A dicing sheet comprising a dicing sheet base material and an adhesive layer laminated on one surface of the dicing sheet base material,
The dicing sheet substrate is
An ethylene / α, β-unsaturated carboxylic acid copolymer (A);
(I) a multi-unit copolymer (B) having at least a structural unit derived from an α-olefin, and (ii) a structural unit derived from glycidyl (meth) acrylate or glycidyl unsaturated ether;
Polyolefin (C),
A layer composed of a resin composition for a dicing sheet substrate containing a functional layer composed of at least one layer disposed on one surface of a layer composed of the resin composition for a dicing sheet substrate ,
The ratio of the structural unit derived from (ii) glycidyl (meth) acrylate or glycidyl unsaturated ether in the multi-component copolymer (B) is 0.5% by mass relative to the total mass of the multi-component copolymer (B). ~ 20% by weight,
The functional layer comprises an ethylene / unsaturated carboxylic acid copolymer, an ethylene / unsaturated carboxylic acid / unsaturated carboxylic acid alkyl terpolymer, an ethylene / unsaturated carboxylic acid alkyl ester copolymer, an ethylene / vinyl.

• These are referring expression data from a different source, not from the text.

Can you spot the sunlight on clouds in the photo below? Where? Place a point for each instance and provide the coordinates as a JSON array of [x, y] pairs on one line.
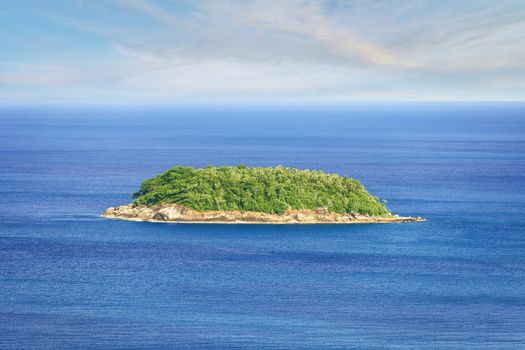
[[289, 49]]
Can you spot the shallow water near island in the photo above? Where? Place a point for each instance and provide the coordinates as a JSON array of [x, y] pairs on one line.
[[70, 279]]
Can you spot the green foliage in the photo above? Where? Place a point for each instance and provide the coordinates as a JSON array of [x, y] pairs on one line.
[[270, 190]]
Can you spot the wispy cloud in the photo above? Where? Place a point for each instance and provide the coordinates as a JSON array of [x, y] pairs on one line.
[[303, 49]]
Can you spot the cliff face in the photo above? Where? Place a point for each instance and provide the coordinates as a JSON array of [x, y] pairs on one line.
[[176, 213]]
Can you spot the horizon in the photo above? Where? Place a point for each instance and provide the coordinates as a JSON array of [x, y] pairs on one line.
[[151, 52]]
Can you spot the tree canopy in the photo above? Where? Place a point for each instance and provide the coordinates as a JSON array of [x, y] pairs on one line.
[[269, 190]]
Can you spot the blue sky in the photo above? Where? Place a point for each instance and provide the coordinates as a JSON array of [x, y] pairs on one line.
[[157, 51]]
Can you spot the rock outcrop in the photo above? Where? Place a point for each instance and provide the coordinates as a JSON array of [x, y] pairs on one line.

It comprises at least one selected from an ester copolymer, an ethylene / unsaturated carboxylic acid alkyl ester / carbon monoxide copolymer, and an unsaturated carboxylic acid graft product thereof,
The dicing sheet, wherein the functional layer has a thickness of 30 μm or more and 150 μm or less. The dicing sheet substrate resin composition is:
40% by mass to 99% by mass of the ethylene / α, β-unsaturated carboxylic acid copolymer (A),
The multi-component copolymer (B) more than 0% by mass and 20% by mass or less;
1% by mass to 40% by mass of the polyolefin (C),
(However, the total of the ethylene / α, β-unsaturated carboxylic acid copolymer (A), the multi-component copolymer (B) and the polyolefin (C) is 100% by mass),
The (ii) glycidyl (meth) acrylate or glycidyl-free polymer with respect to the total mass of the ethylene / α, β-unsaturated carboxylic acid copolymer (A), the multi-component copolymer (B), and the polyolefin (C). The dicing sheet according to claim 1, wherein the content ratio of the structural unit derived from the saturated ether is more than 0% by mass and 1.0% by mass or less. The ethylene · alpha, beta-alpha in-unsaturated carboxylic acid copolymer (A), beta-content ratio of the constituent unit derived from the unsaturated carboxylic acid is 5% by mass to 20% claim 1 or 2. The dicing sheet according to 2 . The ethylene · alpha, beta-unsaturated carboxylic acid copolymer (A) constituting the alpha, the beta-unsaturated carboxylic acids, (meth) according to any one of claims 1 to 3, which is acrylic acid Dicing sheet. The dicing sheet according to any one of claims 1 to 4 , wherein the polyolefin (C) is at least one selected from random polypropylene, homopolypropylene, low-density polyethylene, and linear low-density polyethylene. The said multi-component copolymer (B) is a ternary copolymer which has the structural unit derived from (iii) vinyl ester or unsaturated carboxylic acid ester further, The any one of Claims 1-5 . Dicing sheet.